Photo credit: delfi de la Rua

What Google Cloud Vision API means for Deep Learning Startups

Google announced today the Cloud Vision API, which makes available to the general public their Deep Learning algorithms for image recognition, OCR, facial detection, etc.

Example of Google Cloud Vision API result (source: Google)

There are already many Deep Learning startups offering these services, in my opinion Google could easily capture most of the market.

There are 3 reasons behind the Deep Learning renaissance, each of them a potential competitive advantage, let’s see them:

  • Algorithms. New discoveries are published on a daily basis on arxiv. Long gone are the days in which Google published their GFS/Map-Reduce paper years after they implemented it, leaving the rest of the world to build Hadoop once they were already moving to another technology. I don’t see a sustainable competitive advantage on some algorithms that others will not be able to replicate in few months.
  • Computing power. Yes, the cloud has democratized the access to computing power. But Deep Learning requires GPUs, and AWS is the only one providing GPUs, and they are old and do not perform very well. When Google open-sourced Tensorflow, it was soon mocked for being 10x slower than other open source libraries already available. One of the explanations by some analysts was that Google computing power is so massive that they can use their engineering resources to build new things instead of focusing on performance.
  • Data. Few companies can compete with Google on available data, and for sure they are not startups. Maybe an open common effort could be done to build large datasets, but it will not bring a competitive advantage to any single company.

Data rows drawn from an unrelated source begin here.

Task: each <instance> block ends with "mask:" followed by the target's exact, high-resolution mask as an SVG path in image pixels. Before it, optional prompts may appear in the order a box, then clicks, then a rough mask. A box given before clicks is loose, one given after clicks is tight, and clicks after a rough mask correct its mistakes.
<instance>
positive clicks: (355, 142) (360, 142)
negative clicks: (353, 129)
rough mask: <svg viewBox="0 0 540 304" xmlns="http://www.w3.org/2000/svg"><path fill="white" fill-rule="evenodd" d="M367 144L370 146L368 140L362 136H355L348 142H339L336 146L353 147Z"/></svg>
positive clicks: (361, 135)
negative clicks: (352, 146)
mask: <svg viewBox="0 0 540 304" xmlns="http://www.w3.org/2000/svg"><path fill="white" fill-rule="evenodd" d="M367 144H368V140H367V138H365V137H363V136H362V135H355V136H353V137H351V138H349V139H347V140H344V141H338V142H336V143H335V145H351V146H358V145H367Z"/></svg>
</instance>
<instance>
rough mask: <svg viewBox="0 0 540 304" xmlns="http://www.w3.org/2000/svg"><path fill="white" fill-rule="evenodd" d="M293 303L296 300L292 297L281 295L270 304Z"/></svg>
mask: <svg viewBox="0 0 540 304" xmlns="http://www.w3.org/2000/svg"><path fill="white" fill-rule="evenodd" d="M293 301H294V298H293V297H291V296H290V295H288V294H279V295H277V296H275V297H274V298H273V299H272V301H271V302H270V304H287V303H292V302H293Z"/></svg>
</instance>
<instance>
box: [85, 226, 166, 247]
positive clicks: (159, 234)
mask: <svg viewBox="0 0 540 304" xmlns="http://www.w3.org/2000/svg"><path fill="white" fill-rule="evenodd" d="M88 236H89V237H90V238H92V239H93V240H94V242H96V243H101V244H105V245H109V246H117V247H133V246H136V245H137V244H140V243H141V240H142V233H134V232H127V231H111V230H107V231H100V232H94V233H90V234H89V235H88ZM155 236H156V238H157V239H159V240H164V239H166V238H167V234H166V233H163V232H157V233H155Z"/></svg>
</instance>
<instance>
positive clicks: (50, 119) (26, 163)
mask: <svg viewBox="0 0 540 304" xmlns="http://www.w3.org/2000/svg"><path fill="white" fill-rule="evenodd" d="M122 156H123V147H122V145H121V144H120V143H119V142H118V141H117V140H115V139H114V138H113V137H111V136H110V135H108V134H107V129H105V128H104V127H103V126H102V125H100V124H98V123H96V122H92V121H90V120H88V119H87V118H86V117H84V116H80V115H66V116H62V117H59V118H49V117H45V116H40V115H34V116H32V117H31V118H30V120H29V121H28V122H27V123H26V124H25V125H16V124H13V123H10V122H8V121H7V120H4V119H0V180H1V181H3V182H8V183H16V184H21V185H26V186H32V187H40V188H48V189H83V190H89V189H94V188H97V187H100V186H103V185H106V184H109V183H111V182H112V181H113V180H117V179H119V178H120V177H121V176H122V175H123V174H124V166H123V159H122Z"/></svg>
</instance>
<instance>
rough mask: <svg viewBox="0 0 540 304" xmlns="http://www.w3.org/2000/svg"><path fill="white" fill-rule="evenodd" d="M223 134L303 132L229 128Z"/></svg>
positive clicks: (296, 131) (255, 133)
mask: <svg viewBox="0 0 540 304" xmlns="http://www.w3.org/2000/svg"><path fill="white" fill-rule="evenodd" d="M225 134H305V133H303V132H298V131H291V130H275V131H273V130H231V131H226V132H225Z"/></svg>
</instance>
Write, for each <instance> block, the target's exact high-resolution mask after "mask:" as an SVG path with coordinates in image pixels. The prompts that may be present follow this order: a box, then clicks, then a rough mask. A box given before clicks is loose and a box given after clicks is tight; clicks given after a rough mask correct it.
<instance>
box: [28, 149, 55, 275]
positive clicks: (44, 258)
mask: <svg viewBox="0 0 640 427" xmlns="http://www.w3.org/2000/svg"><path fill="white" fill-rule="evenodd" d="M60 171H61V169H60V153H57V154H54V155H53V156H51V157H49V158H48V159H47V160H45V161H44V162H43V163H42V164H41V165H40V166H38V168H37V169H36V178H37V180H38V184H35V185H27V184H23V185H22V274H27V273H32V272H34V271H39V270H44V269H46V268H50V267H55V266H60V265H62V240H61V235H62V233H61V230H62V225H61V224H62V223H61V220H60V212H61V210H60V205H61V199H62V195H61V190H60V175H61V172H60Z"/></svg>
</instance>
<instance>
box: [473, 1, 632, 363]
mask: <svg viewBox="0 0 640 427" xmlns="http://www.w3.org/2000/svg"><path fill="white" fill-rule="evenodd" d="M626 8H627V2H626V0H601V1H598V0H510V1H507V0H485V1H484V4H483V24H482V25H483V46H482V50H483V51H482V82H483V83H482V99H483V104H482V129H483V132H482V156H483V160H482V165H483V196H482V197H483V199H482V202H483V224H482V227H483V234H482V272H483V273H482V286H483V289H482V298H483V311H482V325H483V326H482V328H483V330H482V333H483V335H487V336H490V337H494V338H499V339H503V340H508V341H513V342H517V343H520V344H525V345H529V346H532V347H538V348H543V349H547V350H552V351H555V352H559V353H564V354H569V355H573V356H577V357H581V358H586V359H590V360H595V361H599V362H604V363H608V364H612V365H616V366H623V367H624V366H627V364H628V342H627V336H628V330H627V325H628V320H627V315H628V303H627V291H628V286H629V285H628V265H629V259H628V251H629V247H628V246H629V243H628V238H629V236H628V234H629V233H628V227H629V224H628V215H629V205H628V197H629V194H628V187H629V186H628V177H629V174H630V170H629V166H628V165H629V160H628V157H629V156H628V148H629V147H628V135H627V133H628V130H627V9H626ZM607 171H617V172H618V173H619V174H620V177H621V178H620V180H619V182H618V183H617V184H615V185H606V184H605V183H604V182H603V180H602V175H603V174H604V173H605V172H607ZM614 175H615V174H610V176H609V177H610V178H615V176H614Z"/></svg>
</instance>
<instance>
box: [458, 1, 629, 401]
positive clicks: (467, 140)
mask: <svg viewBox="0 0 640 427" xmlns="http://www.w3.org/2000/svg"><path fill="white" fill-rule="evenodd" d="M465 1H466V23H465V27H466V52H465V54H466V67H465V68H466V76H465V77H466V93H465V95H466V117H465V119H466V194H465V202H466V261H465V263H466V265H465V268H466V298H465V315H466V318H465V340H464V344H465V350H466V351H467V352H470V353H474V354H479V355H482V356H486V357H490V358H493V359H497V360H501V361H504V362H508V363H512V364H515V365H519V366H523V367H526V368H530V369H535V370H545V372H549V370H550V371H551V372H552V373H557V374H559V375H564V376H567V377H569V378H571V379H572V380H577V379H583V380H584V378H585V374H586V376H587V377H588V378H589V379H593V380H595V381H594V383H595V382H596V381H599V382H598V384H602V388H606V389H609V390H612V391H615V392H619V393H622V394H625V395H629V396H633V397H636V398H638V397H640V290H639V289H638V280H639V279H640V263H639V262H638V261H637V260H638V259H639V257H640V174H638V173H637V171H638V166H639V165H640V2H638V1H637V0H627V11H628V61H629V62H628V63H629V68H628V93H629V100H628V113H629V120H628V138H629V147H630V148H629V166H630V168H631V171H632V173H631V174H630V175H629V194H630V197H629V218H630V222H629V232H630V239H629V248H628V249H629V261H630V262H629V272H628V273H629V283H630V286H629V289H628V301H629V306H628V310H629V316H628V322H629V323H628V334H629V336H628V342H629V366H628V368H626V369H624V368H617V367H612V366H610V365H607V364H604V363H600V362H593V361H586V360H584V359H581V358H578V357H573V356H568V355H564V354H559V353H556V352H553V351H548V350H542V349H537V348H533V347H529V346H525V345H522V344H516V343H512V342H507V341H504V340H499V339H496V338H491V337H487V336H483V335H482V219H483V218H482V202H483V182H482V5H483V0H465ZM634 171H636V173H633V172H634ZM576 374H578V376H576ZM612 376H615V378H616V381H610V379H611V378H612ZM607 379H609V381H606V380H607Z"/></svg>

How could Deep Learning startups then compete with Google?

  • Price. They could price their API lower than Google. Suddenly one of the hot emerging technologies has become a commodity.
  • Look for an acquihire. Instead of building a sustainable business, they could try to be acquired for their talent. I doubt that building a public API is the best strategy for it, it would be wiser to work on hard unsolved problems like DeepMind did.
  • Focus on a Niche. Google API will shine on general problems, and by its nature will not probably go after specific markets like industrial applications and healthcare. For the same reason, a public SaaS API business model may be not effective for this markets, it might require embedded or on premise systems and a more standard B2B sales approach.

Google has often failed at monetizing their business services, startups may hope that it will happen again. I would not sleep well on this thought, the competitive advantage is dramatically on Google side and they will keep improving the algorithms for their internal services, regardless of API revenues.

Today Google entered the Vision market, the same could soon be true also for Natural Language Processing (NLP), the other field which is seeing lots of improvements with Deep Learning. For example, most of the available services are in English, probably limited by the fact that there are much more available datasets and corpuses in this language. Google is in the best position to provide NLP services in other languages too.

While it could be a bad day for many Deep Learning startuppers, once they get over it and refocus I think there will be a lot of very smart people working on new hard problems, making the world a better place in the process.

These are my 2 cents, what is you opinion on this topic?